Vascular nitric oxide: Beyond eNOS.

Author information

1
State Key Laboratory of Pharmaceutical Biotechnology, Department of Pharmacology & Pharmacy, The University of Hong Kong, Hong Kong SAR, China.
2
State Key Laboratory of Pharmaceutical Biotechnology, Department of Pharmacology & Pharmacy, The University of Hong Kong, Hong Kong SAR, China. Electronic address: swsleung@hku.hk.

Abstract

As the first discovered gaseous signaling molecule, nitric oxide (NO) affects a number of cellular processes, including those involving vascular cells.

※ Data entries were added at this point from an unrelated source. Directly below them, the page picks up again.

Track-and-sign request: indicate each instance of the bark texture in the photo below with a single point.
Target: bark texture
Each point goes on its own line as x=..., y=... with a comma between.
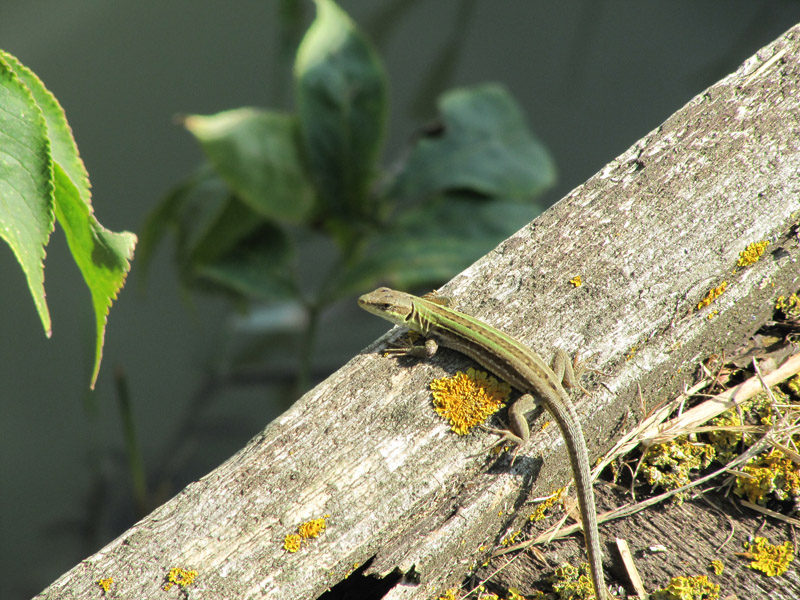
x=649, y=234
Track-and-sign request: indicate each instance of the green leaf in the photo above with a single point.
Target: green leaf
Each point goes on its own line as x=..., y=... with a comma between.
x=257, y=154
x=101, y=255
x=243, y=254
x=342, y=104
x=430, y=245
x=26, y=182
x=484, y=146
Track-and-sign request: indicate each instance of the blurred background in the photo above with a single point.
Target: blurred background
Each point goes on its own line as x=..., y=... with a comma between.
x=591, y=78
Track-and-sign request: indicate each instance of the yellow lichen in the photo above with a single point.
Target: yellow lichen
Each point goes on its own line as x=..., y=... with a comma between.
x=688, y=588
x=793, y=385
x=292, y=542
x=712, y=295
x=538, y=514
x=181, y=577
x=771, y=473
x=511, y=539
x=467, y=399
x=310, y=529
x=790, y=307
x=451, y=594
x=573, y=583
x=668, y=465
x=752, y=253
x=770, y=560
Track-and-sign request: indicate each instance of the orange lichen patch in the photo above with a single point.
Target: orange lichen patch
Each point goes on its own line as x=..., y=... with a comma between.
x=310, y=529
x=752, y=253
x=467, y=399
x=770, y=560
x=688, y=588
x=292, y=542
x=712, y=295
x=181, y=577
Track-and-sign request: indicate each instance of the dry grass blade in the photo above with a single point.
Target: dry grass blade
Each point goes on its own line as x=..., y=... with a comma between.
x=718, y=404
x=630, y=568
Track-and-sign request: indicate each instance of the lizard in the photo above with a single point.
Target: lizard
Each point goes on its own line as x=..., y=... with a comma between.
x=520, y=367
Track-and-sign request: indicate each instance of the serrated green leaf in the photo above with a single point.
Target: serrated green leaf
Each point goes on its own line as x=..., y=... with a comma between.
x=484, y=146
x=257, y=154
x=342, y=104
x=26, y=182
x=102, y=256
x=432, y=244
x=244, y=255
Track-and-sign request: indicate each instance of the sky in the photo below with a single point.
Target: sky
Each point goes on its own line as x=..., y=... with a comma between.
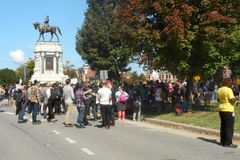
x=18, y=36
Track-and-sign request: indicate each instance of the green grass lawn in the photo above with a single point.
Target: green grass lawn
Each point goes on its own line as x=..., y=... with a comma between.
x=203, y=117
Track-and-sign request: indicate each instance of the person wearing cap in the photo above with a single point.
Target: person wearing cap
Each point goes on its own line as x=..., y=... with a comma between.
x=34, y=99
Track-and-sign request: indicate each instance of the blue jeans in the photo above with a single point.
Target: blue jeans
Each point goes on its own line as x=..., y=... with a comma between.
x=81, y=111
x=21, y=113
x=35, y=109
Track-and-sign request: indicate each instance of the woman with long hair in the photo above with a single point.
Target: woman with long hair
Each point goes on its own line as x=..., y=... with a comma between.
x=226, y=100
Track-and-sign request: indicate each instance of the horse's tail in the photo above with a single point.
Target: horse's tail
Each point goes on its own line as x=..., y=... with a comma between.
x=59, y=31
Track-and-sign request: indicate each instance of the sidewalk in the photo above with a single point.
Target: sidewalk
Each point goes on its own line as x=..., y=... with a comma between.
x=190, y=128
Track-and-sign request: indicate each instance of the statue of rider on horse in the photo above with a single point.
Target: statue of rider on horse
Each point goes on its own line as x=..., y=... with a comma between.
x=45, y=27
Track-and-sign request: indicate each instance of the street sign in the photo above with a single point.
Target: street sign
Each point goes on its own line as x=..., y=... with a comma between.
x=103, y=75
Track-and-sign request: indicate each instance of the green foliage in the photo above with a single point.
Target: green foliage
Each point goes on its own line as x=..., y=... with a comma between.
x=68, y=69
x=7, y=77
x=184, y=37
x=29, y=66
x=137, y=78
x=98, y=43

This brief review summarizes the contribution of NO to the regulation of vascular tone and its sources in the blood vessel wall. NO regulates the degree of contraction of vascular smooth muscle cells mainly by stimulating soluble guanylyl cyclase (sGC) to produce cyclic guanosine monophosphate (cGMP), although cGMP-independent signaling [S-nitrosylation of target proteins, activation of sarco/endoplasmic reticulum calcium ATPase (SERCA) or production of cyclic inosine monophosphate (cIMP)] also can be involved. In the blood vessel wall, NO is produced mainly from l-arginine by the enzyme endothelial nitric oxide synthase (eNOS) but it can also be released non-enzymatically from S-nitrosothiols or from nitrate/nitrite. Dysfunction in the production and/or the bioavailability of NO characterizes endothelial dysfunction, which is associated with cardiovascular diseases such as hypertension and atherosclerosis.

KEYWORDS:

Endothelial cells; L-arginine; Nitrate/nitrite; Nitric oxide; Nitric oxide synthase; S-nitrosothiols; Vascular smooth muscle

PMID:
26499181
DOI:
10.1016/j.jphs.2015.09.002
[Indexed for MEDLINE]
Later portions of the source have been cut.